Blog Posts in January 2009

Michael Mullin of OA Physical Therapy Center in Portland, Maine recently shared with us a great article that discusses forced exhalation rather than valsalva maneuver during maximal force productivity. Click here to read more.

Posted January 30, 2009 at 11:30AM
Categories: Articles

For those of you spreading the word about our first annual Interdisciplinary Integration course, the course brochure has been completed.  If you would like to print off a copy to handout to a colleague, click here.  If you would like us to mail you or someone you know a brochure, join our mailing list.  We are very excited about this upcoming course!

Posted January 29, 2009 at 11:32AM
Categories: Courses

Written by Aline Newton, Breathing in the Gravity, is the latest article added to our recommended reading list for Postural Respiration.  To read this article, click here!  To learn more about Aline Newton, click here!

Posted January 28, 2009 at 12:00PM
Categories: Articles

In the Left AIC patterned individual, harnessing the crossed extensor reflexes on the right and optimizing the crossed extensor reflexes on the left is encouraged.

During flexion, activation occurs at the ankle (dorsiflexion), then continues up to the knee joint and the hip.  This is usually often seen on the left and why some coaches ask athletes to “cock the toe” or “pull toes up”. The ankle joint is the foundation of flexion.

Activation for extension starts at the hip and moves down to the knee and ankle, creating the leg drive commonly referred to as triple extension.  This is often seen on the right.

Which specific toe would you remove to create a functional obligatory Left AIC pattern? Click here for the answer.

Posted January 27, 2009 at 12:02PM
Categories: Techniques

Megan Bollinger, MPT of Peak Performance in Bemidji, MN was kind enough to share with us her patient’s account of treatment with Postural Restoration. 

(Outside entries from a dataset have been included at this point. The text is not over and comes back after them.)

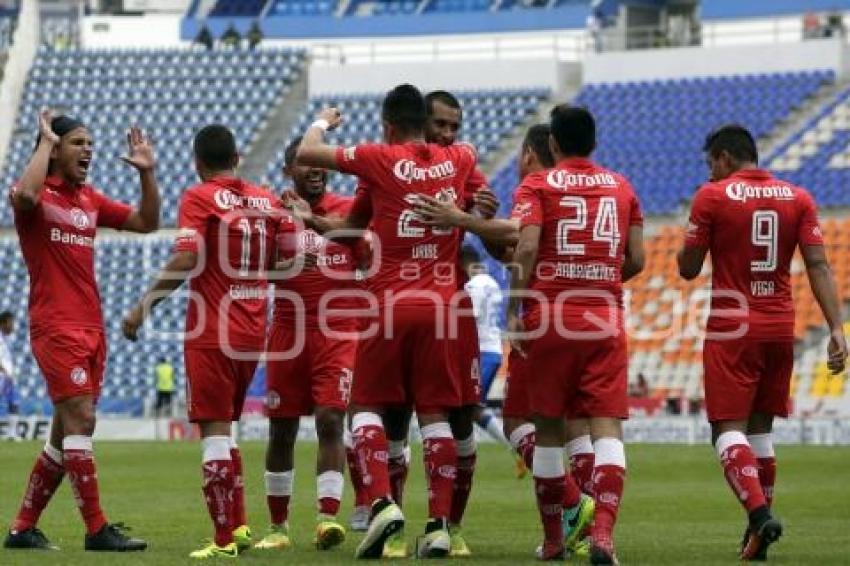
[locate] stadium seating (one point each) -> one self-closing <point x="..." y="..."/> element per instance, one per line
<point x="490" y="116"/>
<point x="817" y="156"/>
<point x="169" y="93"/>
<point x="653" y="131"/>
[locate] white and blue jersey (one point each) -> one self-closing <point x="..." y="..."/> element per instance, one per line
<point x="486" y="298"/>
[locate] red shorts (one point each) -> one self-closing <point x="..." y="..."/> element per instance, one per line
<point x="216" y="384"/>
<point x="72" y="362"/>
<point x="578" y="378"/>
<point x="468" y="357"/>
<point x="516" y="404"/>
<point x="743" y="377"/>
<point x="320" y="375"/>
<point x="407" y="364"/>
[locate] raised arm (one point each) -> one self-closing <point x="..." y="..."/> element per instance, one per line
<point x="27" y="194"/>
<point x="313" y="151"/>
<point x="823" y="287"/>
<point x="145" y="217"/>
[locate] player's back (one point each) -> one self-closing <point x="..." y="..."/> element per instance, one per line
<point x="233" y="225"/>
<point x="756" y="223"/>
<point x="584" y="212"/>
<point x="416" y="261"/>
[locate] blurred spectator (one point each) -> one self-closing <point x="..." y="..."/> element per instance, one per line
<point x="204" y="37"/>
<point x="255" y="35"/>
<point x="639" y="388"/>
<point x="231" y="38"/>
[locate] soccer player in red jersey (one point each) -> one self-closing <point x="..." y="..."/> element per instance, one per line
<point x="500" y="236"/>
<point x="226" y="238"/>
<point x="56" y="217"/>
<point x="408" y="358"/>
<point x="581" y="235"/>
<point x="749" y="347"/>
<point x="314" y="378"/>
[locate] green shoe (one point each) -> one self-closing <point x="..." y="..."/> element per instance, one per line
<point x="459" y="548"/>
<point x="396" y="546"/>
<point x="242" y="538"/>
<point x="277" y="539"/>
<point x="329" y="534"/>
<point x="577" y="520"/>
<point x="212" y="550"/>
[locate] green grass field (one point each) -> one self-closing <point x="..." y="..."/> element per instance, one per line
<point x="677" y="508"/>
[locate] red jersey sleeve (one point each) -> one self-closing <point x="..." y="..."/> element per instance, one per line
<point x="191" y="222"/>
<point x="809" y="233"/>
<point x="527" y="207"/>
<point x="698" y="234"/>
<point x="110" y="213"/>
<point x="358" y="160"/>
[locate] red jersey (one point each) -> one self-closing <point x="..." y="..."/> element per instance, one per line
<point x="57" y="242"/>
<point x="751" y="223"/>
<point x="232" y="225"/>
<point x="336" y="273"/>
<point x="415" y="259"/>
<point x="584" y="212"/>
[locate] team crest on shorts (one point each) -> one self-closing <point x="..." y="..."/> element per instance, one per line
<point x="79" y="376"/>
<point x="272" y="400"/>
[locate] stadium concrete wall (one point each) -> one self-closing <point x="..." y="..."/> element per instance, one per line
<point x="656" y="430"/>
<point x="453" y="75"/>
<point x="714" y="61"/>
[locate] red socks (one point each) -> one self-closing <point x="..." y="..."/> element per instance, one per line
<point x="218" y="486"/>
<point x="741" y="469"/>
<point x="440" y="455"/>
<point x="239" y="518"/>
<point x="44" y="479"/>
<point x="370" y="443"/>
<point x="463" y="481"/>
<point x="609" y="476"/>
<point x="78" y="459"/>
<point x="361" y="497"/>
<point x="278" y="492"/>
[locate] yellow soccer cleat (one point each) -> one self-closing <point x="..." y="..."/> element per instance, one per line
<point x="396" y="546"/>
<point x="329" y="533"/>
<point x="459" y="548"/>
<point x="242" y="538"/>
<point x="212" y="551"/>
<point x="276" y="539"/>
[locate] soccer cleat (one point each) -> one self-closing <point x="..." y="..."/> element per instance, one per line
<point x="602" y="552"/>
<point x="547" y="552"/>
<point x="396" y="546"/>
<point x="359" y="519"/>
<point x="329" y="534"/>
<point x="459" y="547"/>
<point x="212" y="550"/>
<point x="521" y="468"/>
<point x="577" y="520"/>
<point x="111" y="538"/>
<point x="759" y="538"/>
<point x="387" y="519"/>
<point x="277" y="539"/>
<point x="242" y="538"/>
<point x="436" y="542"/>
<point x="31" y="538"/>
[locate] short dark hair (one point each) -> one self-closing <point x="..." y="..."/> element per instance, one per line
<point x="290" y="151"/>
<point x="215" y="147"/>
<point x="443" y="97"/>
<point x="574" y="130"/>
<point x="537" y="140"/>
<point x="468" y="255"/>
<point x="404" y="108"/>
<point x="735" y="139"/>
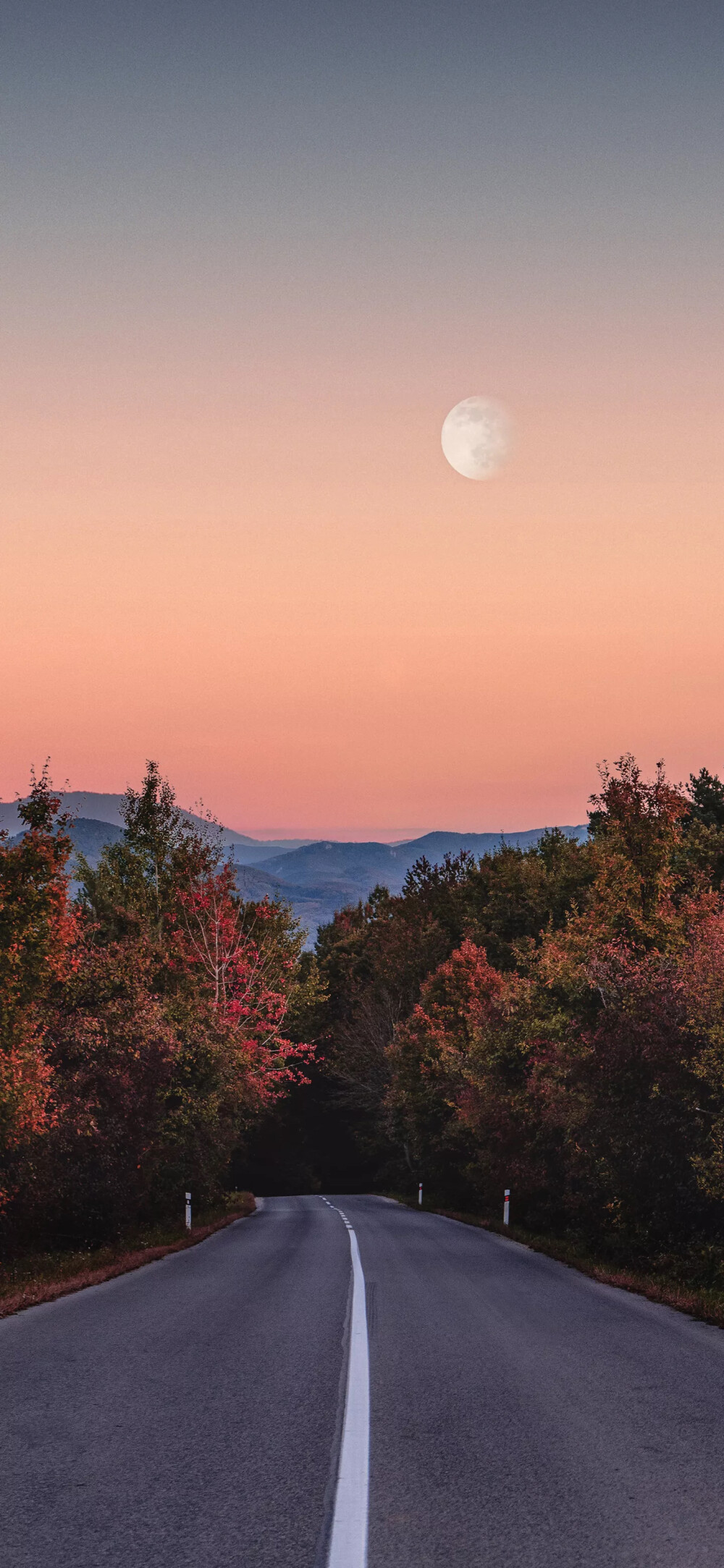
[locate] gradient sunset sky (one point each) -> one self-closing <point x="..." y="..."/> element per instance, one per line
<point x="252" y="256"/>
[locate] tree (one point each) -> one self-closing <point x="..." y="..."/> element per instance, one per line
<point x="38" y="935"/>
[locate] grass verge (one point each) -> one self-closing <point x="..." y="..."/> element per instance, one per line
<point x="43" y="1277"/>
<point x="665" y="1281"/>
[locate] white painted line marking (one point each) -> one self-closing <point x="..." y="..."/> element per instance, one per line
<point x="349" y="1525"/>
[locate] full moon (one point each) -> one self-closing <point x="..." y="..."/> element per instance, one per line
<point x="476" y="438"/>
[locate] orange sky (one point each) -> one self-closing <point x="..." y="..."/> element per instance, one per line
<point x="230" y="538"/>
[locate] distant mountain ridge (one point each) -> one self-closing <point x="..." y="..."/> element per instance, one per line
<point x="90" y="806"/>
<point x="314" y="877"/>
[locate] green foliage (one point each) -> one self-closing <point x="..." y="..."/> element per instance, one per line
<point x="142" y="1029"/>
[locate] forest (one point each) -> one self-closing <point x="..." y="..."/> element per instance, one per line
<point x="547" y="1020"/>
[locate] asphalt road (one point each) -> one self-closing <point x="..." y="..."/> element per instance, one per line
<point x="522" y="1416"/>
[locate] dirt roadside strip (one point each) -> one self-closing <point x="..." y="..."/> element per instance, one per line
<point x="33" y="1292"/>
<point x="699" y="1302"/>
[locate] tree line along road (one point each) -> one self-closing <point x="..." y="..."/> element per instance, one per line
<point x="338" y="1382"/>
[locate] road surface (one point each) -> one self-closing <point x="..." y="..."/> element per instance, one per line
<point x="192" y="1415"/>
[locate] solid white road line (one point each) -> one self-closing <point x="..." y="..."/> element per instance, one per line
<point x="349" y="1525"/>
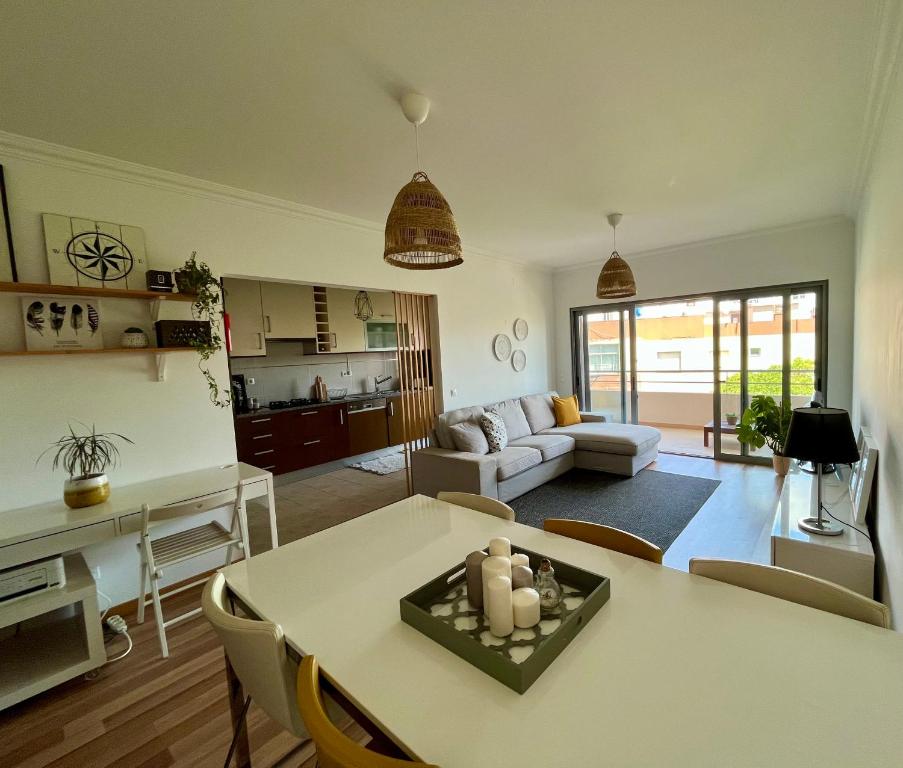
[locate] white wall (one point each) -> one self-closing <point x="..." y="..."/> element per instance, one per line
<point x="174" y="427"/>
<point x="811" y="251"/>
<point x="878" y="369"/>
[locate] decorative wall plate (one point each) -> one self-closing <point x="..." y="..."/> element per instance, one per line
<point x="519" y="360"/>
<point x="501" y="347"/>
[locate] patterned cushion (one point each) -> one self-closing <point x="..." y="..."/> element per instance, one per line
<point x="494" y="428"/>
<point x="469" y="437"/>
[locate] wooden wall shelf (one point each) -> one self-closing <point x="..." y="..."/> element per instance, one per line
<point x="108" y="351"/>
<point x="47" y="289"/>
<point x="159" y="352"/>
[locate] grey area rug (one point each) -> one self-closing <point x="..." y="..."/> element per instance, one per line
<point x="384" y="465"/>
<point x="654" y="505"/>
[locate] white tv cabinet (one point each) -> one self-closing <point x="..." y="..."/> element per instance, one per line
<point x="848" y="559"/>
<point x="50" y="637"/>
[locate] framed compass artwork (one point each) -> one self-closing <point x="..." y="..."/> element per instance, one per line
<point x="95" y="254"/>
<point x="60" y="323"/>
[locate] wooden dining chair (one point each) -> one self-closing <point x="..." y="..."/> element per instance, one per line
<point x="795" y="587"/>
<point x="604" y="536"/>
<point x="165" y="551"/>
<point x="474" y="501"/>
<point x="334" y="748"/>
<point x="257" y="653"/>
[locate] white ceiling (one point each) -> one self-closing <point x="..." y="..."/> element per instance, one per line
<point x="695" y="118"/>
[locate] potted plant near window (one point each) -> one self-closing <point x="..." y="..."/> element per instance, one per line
<point x="195" y="278"/>
<point x="86" y="458"/>
<point x="766" y="423"/>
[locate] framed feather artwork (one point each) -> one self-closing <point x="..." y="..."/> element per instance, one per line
<point x="94" y="254"/>
<point x="54" y="323"/>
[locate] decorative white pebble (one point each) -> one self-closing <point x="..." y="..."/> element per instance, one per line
<point x="548" y="626"/>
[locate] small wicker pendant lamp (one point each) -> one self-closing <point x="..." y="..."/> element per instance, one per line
<point x="420" y="230"/>
<point x="616" y="279"/>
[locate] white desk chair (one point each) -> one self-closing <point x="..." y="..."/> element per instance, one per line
<point x="257" y="653"/>
<point x="166" y="551"/>
<point x="485" y="504"/>
<point x="795" y="587"/>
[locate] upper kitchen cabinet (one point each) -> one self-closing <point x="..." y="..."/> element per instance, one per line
<point x="346" y="332"/>
<point x="383" y="304"/>
<point x="288" y="311"/>
<point x="243" y="303"/>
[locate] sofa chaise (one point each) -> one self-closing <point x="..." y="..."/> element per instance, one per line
<point x="537" y="450"/>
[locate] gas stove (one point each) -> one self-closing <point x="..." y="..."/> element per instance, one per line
<point x="295" y="402"/>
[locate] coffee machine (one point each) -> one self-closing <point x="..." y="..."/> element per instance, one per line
<point x="239" y="393"/>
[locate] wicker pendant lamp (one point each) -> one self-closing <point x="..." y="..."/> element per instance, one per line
<point x="616" y="278"/>
<point x="420" y="230"/>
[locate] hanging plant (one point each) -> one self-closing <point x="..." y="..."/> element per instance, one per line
<point x="196" y="278"/>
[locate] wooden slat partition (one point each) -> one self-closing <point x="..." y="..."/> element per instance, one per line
<point x="415" y="372"/>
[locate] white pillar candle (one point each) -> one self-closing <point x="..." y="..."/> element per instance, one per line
<point x="521" y="576"/>
<point x="501" y="612"/>
<point x="493" y="566"/>
<point x="500" y="547"/>
<point x="525" y="603"/>
<point x="473" y="566"/>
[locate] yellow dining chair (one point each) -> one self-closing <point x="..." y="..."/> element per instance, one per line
<point x="334" y="748"/>
<point x="795" y="587"/>
<point x="604" y="536"/>
<point x="474" y="501"/>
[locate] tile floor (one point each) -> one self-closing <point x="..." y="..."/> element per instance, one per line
<point x="316" y="503"/>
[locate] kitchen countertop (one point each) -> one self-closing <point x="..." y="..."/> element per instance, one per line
<point x="362" y="397"/>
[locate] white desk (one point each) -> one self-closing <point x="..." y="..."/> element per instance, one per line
<point x="42" y="530"/>
<point x="848" y="559"/>
<point x="675" y="670"/>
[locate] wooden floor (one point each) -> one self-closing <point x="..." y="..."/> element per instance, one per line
<point x="144" y="712"/>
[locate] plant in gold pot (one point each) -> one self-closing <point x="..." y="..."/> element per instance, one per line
<point x="86" y="458"/>
<point x="767" y="423"/>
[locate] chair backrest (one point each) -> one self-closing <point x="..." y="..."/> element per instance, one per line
<point x="334" y="748"/>
<point x="229" y="498"/>
<point x="257" y="653"/>
<point x="604" y="536"/>
<point x="795" y="587"/>
<point x="479" y="503"/>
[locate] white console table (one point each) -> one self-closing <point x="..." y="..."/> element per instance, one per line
<point x="848" y="559"/>
<point x="44" y="530"/>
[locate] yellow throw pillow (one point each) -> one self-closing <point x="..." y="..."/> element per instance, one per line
<point x="567" y="412"/>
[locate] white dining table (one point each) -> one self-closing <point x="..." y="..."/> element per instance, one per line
<point x="674" y="670"/>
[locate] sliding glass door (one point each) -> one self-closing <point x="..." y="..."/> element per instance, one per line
<point x="691" y="365"/>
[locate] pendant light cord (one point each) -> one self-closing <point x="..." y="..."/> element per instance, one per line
<point x="417" y="143"/>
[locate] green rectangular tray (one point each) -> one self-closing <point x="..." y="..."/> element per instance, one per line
<point x="434" y="609"/>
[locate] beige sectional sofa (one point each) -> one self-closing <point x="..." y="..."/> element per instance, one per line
<point x="537" y="450"/>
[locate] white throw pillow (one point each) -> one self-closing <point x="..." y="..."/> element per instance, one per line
<point x="493" y="427"/>
<point x="468" y="436"/>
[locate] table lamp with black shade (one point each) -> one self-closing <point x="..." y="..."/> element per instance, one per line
<point x="822" y="436"/>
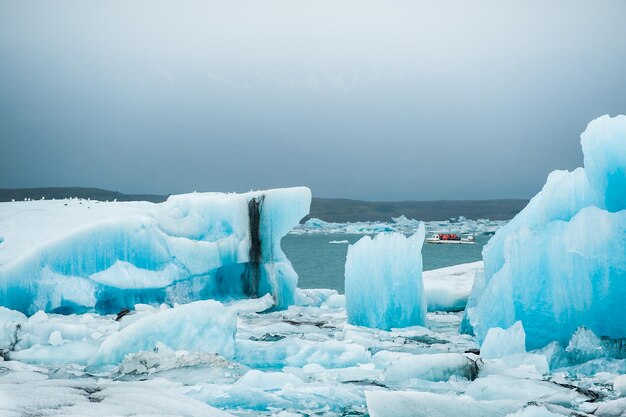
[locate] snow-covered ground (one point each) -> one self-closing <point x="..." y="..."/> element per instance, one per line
<point x="302" y="361"/>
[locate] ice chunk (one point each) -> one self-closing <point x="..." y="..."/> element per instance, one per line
<point x="267" y="381"/>
<point x="74" y="256"/>
<point x="561" y="262"/>
<point x="201" y="326"/>
<point x="426" y="404"/>
<point x="10" y="321"/>
<point x="431" y="367"/>
<point x="534" y="411"/>
<point x="619" y="385"/>
<point x="615" y="408"/>
<point x="447" y="289"/>
<point x="504" y="342"/>
<point x="384" y="287"/>
<point x="584" y="346"/>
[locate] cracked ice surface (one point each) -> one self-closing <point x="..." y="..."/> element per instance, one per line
<point x="303" y="361"/>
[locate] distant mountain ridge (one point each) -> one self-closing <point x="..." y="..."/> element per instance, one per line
<point x="327" y="209"/>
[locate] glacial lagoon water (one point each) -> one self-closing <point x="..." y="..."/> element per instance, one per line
<point x="320" y="263"/>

45 Years of Chronic Pain—Then Postural Restoration Crossed My Path

When I was about 5 years old, I fell off a chair and had a brain concussion that affected my vision.  I still remember what it looked like to have triple vision, then everything being all white, then all black – all the while feeling nauseous and having a pounding headache.  The following year I was riding on the rock wagon in our farm field, kicking at the wheel (which I knew I wasn’t supposed to do), when it caught my foot and the next thing I remembered was seeing the sky come into view as the wagon rolled across my left hip.  The field was just plowed, so I was pushed down into the dirt when I was run over, and walked away with just scratches and a tire track across my upper thigh. Read more here.

Posted January 26, 2009 at 12:04PM
Categories: Clinicians

The other day we received a great question…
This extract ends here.